Well, there are many reasons ranging from unrealistic expectations, to innocent incompetence, to outright greed and corruption. And like so many human debacles that only get addressed after things have gone sideways, the real culprit turns out not to be a single reason but instead many disparate, crippling causes. Our bid0letting saga is only one small cog in a great big, dysfunctional competitive bid mechanism. I mean, don’t even get me started on how competitive bid:


  • Is by its very nature is adversarial. From the moment a contract is signed, the construction process (as a result of competitive bid) turns all the participants into manic, frenzied ‘money-grabbing’ trolls where owner, general contractor, architect, engineer, sub-contractor and material supplier scratch, scrap, cheat and steal to accumulate as large a share as possible from the available and finite construction funds.
  • Like an ethical black hole, sucks everyone involved into what can often turn out to be less than desirable strategies to gain “success,” thus turning what should be a mutually beneficial business arrangement into a cage-match mentality that starts the moment after the contract is signed and lingers long after punchlist.
  • Makes the incredibly foolish assumption that all bidders in a competitive bid situations receive and bid off of complete, accurate and professional construction bid documents when the reality is that nothing could be further from the truth.
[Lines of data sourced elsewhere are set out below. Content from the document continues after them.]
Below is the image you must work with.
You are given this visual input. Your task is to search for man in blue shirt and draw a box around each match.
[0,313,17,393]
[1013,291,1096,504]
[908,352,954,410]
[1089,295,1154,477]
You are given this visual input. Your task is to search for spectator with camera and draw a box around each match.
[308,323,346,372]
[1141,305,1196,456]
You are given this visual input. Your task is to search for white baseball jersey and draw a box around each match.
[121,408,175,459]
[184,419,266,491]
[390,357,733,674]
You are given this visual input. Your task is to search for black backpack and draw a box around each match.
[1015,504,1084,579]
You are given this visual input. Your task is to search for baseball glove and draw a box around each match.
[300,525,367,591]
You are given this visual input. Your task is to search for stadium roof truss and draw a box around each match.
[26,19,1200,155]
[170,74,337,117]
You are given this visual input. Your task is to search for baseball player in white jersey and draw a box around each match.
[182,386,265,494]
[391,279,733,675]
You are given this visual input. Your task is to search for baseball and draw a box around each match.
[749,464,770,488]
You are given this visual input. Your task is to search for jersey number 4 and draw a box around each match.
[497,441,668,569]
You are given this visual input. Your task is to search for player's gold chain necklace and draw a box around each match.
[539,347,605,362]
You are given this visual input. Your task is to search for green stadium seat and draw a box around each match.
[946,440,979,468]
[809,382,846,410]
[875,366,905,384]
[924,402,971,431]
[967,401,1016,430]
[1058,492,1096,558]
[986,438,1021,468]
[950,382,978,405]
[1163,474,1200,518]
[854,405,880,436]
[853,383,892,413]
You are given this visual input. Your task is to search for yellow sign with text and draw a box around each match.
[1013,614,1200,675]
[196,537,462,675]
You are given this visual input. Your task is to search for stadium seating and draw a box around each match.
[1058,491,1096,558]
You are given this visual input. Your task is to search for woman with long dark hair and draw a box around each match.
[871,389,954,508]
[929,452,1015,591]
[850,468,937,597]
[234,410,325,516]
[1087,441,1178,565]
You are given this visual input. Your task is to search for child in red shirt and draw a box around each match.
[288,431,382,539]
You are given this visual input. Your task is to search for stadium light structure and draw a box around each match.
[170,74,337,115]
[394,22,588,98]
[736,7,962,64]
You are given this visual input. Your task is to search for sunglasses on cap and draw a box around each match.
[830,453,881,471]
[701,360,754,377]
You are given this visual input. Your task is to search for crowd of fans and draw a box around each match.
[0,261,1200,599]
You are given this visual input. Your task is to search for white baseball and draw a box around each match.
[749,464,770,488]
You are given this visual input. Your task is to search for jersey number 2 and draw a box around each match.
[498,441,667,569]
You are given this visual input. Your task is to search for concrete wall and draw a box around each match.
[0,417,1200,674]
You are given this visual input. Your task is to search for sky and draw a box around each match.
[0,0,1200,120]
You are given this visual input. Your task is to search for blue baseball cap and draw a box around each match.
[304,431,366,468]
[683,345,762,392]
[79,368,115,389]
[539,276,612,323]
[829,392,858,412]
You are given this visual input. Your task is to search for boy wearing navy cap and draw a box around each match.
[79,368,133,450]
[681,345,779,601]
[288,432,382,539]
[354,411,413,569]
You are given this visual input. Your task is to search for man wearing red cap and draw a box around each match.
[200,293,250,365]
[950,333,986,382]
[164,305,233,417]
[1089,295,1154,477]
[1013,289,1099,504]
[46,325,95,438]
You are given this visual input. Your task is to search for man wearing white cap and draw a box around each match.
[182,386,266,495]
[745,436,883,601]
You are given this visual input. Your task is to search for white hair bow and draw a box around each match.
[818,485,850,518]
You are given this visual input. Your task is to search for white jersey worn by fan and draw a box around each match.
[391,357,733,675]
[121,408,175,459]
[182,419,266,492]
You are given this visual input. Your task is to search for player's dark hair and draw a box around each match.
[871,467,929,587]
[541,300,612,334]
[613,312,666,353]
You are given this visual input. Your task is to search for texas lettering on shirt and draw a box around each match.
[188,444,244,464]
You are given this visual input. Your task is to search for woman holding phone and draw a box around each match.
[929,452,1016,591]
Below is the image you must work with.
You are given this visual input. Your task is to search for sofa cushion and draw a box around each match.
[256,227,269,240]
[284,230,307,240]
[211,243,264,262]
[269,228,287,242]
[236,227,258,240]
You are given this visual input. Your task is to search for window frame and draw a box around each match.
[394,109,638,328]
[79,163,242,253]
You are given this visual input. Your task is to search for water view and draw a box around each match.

I’d estimate that less than 10 percent of the plan/spec packages from which I prepare bids are complete and concise enough to genuinely offer the owner an “apples to apples” competition. Twenty-five percent are pure folly and the remaining percentage makes up the middle ground between the best and worst. This means that more often than we’d like to admit, the low bid on a CB project has likely been arrived at through a means other than a thorough and precise understanding of the construction documents—and I’m sure this is hardly the way our construction founding fathers intended the process to play out.


What Else Is Out There?

But whatever the actual combination of causes, in the end there is one unavoidable and undeniable common denominator: people. And anyone who has spent more than two minutes in the construction business knows that when you start introducing personalities into any situation, things can go awry in a hurry.

    

In fact, I have a theory: I’m pretty sure this human element is the very reason aliens haven’t yet made contact with our species. I’m guessing they’ve already been here, looked around, listened to 30 seconds of talk radio or the E! channel and said (or beeped or clicked, whatever they do), “Oh, you have got to be kidding me” and high-tailed it for home.

    

Hmmm. I wonder if they have construction on their planet. I wonder if they suffer the same problems and issues we do. I wonder if they’re hiring.


S.S. Saucerman is a full-time commercial construction estimator and project manager for a large upper-Midwest general contractor. He is also an established freelance writer and author whose work spans 20 years. In addition to construction and writing, Saucerman also taught building construction technology part-time for 11 years at Rock Valley College in Rockford, Ill.